Going back into history, it’s worth noting that post independence the IAF flew the indigenous HT-2 for three decades till mid 1970s and followed it up with HPT-32 Deepak basic trainers, both built by HAL. It is a well known fact that HPT-32 was a sub-standard aircraft (this author had flown it once in the late 90s) with a whole host of restrictions precluding its use as a full-fledged BTA. Also, it suffered from sudden engine failures, which during critical stages of flight resulted in fatal accidents. The IAF continued to put up with the aircraft even though HAL failed to find a permanent solution to the problem.
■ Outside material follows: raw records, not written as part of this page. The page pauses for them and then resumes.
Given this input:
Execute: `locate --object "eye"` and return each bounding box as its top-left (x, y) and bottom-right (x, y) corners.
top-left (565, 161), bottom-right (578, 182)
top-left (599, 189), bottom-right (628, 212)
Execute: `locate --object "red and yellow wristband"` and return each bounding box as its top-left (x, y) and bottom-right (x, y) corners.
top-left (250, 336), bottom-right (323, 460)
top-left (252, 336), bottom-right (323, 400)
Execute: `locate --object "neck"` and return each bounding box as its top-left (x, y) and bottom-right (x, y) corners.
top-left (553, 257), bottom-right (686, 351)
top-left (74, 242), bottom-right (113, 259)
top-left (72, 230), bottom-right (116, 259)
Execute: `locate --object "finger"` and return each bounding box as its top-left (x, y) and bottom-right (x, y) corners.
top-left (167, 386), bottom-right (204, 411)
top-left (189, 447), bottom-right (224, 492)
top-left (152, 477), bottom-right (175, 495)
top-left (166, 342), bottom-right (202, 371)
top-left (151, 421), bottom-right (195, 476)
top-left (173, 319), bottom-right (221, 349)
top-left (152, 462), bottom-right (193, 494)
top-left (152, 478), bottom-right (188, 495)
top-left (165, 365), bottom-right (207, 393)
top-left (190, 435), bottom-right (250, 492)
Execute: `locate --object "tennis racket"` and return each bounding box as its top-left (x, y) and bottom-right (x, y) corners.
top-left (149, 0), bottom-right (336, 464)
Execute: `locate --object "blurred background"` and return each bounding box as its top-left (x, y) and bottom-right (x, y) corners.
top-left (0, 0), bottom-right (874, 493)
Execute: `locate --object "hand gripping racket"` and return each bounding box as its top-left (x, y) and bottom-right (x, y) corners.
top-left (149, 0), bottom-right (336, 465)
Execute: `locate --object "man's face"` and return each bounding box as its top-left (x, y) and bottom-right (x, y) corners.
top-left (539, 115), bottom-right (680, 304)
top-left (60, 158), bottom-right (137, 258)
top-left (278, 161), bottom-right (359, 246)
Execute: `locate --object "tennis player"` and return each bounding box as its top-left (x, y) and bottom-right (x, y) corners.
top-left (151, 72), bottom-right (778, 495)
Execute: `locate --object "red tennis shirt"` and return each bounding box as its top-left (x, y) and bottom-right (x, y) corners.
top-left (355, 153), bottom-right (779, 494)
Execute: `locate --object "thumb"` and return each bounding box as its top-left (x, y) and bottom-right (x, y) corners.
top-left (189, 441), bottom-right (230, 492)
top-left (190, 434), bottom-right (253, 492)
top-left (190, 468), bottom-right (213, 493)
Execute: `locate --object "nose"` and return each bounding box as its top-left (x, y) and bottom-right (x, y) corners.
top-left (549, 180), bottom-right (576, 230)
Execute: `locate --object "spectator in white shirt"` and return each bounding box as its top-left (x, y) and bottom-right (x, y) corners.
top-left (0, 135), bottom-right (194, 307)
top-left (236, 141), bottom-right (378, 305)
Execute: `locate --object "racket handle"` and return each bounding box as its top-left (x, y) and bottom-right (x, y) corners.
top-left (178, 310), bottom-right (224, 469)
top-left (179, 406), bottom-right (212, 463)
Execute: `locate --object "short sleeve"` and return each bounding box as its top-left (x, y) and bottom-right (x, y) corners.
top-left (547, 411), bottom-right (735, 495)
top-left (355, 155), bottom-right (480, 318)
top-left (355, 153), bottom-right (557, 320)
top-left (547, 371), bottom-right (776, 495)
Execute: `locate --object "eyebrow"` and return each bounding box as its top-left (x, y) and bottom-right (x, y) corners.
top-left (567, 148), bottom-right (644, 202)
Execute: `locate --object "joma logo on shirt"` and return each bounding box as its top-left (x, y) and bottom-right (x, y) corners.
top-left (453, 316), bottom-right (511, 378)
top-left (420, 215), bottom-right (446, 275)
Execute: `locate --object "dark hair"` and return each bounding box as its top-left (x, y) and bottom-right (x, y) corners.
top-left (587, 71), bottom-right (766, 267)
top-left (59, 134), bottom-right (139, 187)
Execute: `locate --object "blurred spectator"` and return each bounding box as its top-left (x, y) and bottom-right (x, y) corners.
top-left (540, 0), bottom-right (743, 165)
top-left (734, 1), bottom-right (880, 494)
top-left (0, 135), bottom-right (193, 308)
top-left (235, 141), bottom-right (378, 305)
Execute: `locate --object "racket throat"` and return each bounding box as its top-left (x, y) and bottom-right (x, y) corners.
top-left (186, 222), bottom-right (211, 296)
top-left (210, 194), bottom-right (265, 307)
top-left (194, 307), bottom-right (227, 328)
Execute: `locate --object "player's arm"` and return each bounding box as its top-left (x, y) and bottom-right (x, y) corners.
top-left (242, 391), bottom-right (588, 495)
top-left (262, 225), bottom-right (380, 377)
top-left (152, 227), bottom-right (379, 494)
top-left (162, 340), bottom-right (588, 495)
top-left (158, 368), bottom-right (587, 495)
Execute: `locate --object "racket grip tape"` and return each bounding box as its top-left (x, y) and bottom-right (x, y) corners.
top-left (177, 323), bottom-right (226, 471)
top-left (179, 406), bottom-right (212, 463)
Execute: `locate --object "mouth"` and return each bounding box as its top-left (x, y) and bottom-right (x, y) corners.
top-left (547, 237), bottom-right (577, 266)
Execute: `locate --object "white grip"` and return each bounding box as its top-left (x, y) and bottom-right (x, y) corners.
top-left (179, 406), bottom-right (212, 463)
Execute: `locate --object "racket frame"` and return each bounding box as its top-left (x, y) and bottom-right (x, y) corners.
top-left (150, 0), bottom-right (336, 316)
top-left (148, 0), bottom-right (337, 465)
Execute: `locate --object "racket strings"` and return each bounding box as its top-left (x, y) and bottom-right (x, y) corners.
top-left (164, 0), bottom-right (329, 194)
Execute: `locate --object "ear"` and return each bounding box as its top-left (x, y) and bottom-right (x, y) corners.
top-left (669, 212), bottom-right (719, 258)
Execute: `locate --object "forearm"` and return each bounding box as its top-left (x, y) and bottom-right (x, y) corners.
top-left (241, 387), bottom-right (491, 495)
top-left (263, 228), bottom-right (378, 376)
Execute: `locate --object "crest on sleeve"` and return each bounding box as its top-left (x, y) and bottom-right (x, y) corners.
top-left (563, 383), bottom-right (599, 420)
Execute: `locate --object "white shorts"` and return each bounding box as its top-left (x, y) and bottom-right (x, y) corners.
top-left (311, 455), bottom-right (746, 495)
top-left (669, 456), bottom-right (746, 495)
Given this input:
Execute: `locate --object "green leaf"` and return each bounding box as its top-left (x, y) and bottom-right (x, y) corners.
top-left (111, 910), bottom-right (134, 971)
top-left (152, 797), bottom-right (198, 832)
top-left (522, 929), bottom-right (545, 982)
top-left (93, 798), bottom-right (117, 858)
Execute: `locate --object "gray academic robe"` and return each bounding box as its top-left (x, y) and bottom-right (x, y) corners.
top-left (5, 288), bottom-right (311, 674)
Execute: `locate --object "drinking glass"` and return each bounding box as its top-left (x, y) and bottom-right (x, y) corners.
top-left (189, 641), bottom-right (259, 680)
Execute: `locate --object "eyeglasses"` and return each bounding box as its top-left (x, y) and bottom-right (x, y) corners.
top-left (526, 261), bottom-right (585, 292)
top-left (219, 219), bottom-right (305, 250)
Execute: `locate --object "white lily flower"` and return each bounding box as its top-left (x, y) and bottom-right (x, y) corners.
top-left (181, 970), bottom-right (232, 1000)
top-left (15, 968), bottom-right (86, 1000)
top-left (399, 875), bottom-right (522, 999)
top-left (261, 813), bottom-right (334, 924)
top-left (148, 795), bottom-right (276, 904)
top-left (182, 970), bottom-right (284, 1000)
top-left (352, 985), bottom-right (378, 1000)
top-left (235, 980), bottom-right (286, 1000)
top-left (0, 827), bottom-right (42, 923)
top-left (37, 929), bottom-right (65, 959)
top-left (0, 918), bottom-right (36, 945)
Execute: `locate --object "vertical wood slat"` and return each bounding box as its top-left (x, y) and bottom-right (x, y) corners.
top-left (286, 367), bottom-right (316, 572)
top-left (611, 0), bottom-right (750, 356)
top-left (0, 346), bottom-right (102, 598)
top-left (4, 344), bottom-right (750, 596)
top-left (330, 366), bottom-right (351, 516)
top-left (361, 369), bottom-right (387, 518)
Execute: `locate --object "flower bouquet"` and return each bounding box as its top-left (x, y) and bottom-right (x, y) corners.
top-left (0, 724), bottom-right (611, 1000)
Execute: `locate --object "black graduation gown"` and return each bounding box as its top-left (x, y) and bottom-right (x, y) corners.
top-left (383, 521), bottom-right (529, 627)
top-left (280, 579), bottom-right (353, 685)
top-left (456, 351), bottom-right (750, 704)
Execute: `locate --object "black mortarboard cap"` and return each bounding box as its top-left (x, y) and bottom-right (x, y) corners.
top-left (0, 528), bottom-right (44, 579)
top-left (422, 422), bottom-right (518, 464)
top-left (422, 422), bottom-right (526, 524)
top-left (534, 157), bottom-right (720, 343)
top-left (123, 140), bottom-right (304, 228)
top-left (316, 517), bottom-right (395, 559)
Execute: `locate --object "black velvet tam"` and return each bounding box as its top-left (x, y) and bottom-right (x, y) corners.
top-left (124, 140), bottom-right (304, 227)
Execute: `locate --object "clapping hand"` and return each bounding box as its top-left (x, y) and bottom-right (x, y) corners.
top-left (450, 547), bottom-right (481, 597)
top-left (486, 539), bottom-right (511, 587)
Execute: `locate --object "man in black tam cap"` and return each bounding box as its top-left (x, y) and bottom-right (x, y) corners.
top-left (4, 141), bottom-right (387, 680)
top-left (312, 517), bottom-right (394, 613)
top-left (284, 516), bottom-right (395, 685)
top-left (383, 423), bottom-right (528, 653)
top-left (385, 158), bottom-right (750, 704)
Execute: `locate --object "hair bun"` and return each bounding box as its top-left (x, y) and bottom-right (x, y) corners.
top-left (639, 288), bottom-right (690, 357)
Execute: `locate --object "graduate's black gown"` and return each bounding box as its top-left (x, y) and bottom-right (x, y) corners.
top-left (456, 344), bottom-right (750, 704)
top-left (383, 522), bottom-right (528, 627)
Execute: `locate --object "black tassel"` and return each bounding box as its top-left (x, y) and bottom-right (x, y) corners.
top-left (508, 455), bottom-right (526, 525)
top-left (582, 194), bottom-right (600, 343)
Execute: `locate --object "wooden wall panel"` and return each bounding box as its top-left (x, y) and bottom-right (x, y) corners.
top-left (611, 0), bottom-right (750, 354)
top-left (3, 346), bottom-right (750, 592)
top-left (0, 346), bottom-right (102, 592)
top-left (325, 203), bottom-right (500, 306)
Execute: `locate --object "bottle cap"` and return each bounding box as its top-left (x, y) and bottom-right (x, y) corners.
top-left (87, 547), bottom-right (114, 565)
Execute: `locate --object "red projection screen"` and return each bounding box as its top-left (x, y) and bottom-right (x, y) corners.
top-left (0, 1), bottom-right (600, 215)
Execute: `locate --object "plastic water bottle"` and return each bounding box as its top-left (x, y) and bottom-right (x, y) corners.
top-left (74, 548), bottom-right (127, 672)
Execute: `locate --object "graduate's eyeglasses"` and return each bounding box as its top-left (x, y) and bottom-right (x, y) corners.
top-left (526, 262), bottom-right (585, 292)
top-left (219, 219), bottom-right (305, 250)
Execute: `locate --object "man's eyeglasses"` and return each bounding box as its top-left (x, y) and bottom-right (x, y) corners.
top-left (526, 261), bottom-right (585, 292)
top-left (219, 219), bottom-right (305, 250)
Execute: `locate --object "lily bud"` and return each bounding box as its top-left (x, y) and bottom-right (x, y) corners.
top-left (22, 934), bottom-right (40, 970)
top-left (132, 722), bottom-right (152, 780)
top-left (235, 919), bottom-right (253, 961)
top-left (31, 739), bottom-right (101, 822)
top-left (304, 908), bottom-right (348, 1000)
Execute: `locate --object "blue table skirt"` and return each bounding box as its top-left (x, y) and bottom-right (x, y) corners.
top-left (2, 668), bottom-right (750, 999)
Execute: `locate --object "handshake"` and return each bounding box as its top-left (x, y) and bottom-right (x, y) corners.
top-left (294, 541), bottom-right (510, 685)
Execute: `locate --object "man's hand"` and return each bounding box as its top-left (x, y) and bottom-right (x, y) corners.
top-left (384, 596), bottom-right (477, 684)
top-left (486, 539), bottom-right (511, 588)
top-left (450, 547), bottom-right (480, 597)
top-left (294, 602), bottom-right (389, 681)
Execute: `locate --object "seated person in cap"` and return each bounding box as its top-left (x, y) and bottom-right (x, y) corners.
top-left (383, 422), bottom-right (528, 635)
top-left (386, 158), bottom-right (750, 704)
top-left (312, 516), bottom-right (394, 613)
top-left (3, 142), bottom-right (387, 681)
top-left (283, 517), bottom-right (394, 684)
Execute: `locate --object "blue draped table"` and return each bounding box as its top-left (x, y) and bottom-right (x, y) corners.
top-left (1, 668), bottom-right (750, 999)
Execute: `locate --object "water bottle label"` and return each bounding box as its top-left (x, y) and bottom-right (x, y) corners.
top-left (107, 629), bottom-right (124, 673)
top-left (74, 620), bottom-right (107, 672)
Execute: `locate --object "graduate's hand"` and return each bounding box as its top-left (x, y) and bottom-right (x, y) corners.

The last straw however was yet another fatal accident claiming the lives of two experienced pilots in a post engine failure crash in July 2009 that led the IAF to permanently ground the entire fleet.
The IAF found itself in a Catch-22 situation as the grounding of the HPT-32 fleet, without an alternative aircraft, it was forced to use Kiran MK I IJT (Intermediary Jet Trainer) as the ab initio trainer in the basic flying role. As is well known, this led the IAF go hunting for a new BTA on a war footing and with six global manufacturers in the race; Swiss Pilatus PC-7 Mk II was chosen owing to its performance and L1 status and an order for 75 aircraft was placed in mid 2012.
During all this period, HTT-40 was nowhere on the horizon. Creditably, all 75 aircraft were delivered by November 2015, well ahead of the planned schedule, with the IAF till date having flown about 50,000 hrs with approx 100,000 landings while maintaining a superb flight line availability and flight safety record. This led to the IAF justifiably asking for its full requirement of 181 aircraft to be met through direct import/license production in India of additional PC-7 Mk II aircraft.
However, by this time HAL had chipped in with the offer of developing its own design and producing HTT-40 indigenously, instead of concentrating on its still under development HJT-36 IJT (Intermediate Jet Trainer) that the IAF was eagerly waiting for. It is a known fact that HAL is grappling with some major issues with IJT, such as, it is overweight, has yet to clear spin trials and, is powered by an engine with a TTL (Total Technical Life) of only 300 hours. Actually, there is great possibility of reversal of roles, with PC-7 Mk II taking over the Stage II training with the Kiran fleet slated for retirement in 2018 that would inevitably put more strain on the PC-7 fleet unless more such aircraft are acquired. Presently however, while an additional order for 38 more PC-7 Mk IIs is being negotiated with the Swiss company, HAL has been tasked to provide the remaining 66 with its offer of HTT-40.
The challenge for the HAL would be threefold: To develop the HTT-40 to be truly competitive to PC-7 Mk II, both in terms of performance and costs and, produce it in the scheduled time frames – of certification in 2018, in service entry in 2019 and rate of production going up to 20 per year in 2020.
It is hoped HAL’s ‘young team’ referred to above can meet the challenges and produce an aircraft that will not only complement but also take on the Stage II training along with the PC-7 Mk II, obviating the very need of a separate IJT.
The day it happens would be the day for the IAF and the nation to rejoice and, to celebrate.